In the United States, the families are expected to seek resettlement under the "Priority 1" refugee program. The activists were not imprisoned, but had been barred from leaving Vietnam.

Vietnam's government had also agreed to release two imprisoned Vietnamese activists sought by the United States prior to Biden's visit last week, a U.S. official said, and signed a private agreement to make progress on religious freedom, non-governmental organization (NGO) operations in the country, prison conditions and labor laws, one of the officials said.

The topics of the private agreement, which Reuters has not independently reviewed, were not previously reported. They were inked as Vietnam agreed to lift Washington to Hanoi's highest diplomatic status alongside China and Russia on a trip in which Biden endorsed the country's vision as a high-tech leader.
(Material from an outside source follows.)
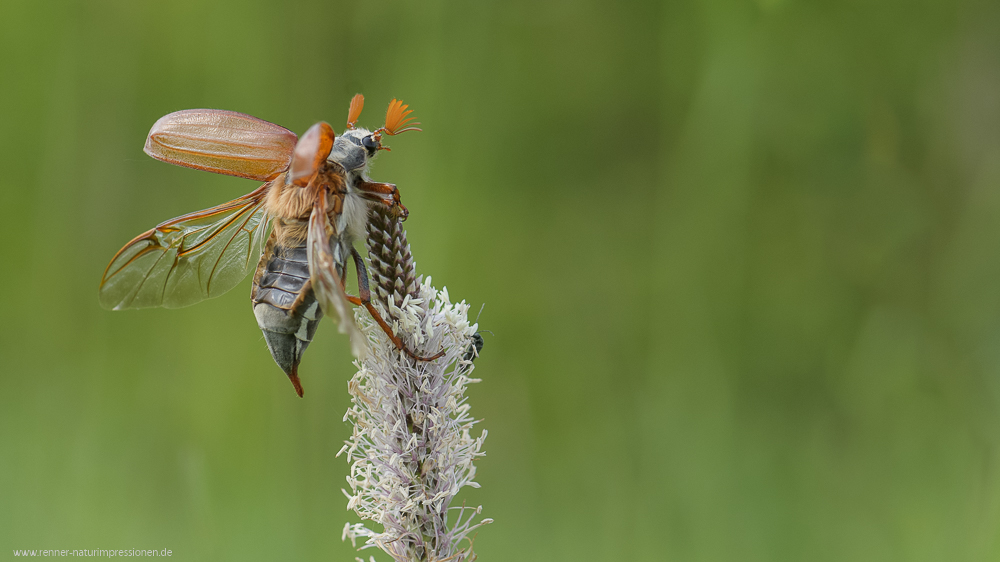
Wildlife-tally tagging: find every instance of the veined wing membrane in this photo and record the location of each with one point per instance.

The agreements come as the Biden administration faces criticism over its diplomacy with Vietnam, India and Saudi Arabia, whose governments deny political freedoms enjoyed in the West, and over its negotiations around a prisoner exchange with Iran.

The Vietnamese prisoners included a legal scholar focused on religion who was released to Germany and another individual sentenced for tax evasion related to his NGO.

The officials would not identify any of the four people, citing diplomatic and security sensitivities, but the two ex-prisoners' names are known. Legal advocate Nguyen Bac Truyen confirmed his release and his travel with his wife to Germany earlier this month. The release of independent journalist Mai Phan Loi was also confirmed earlier this month.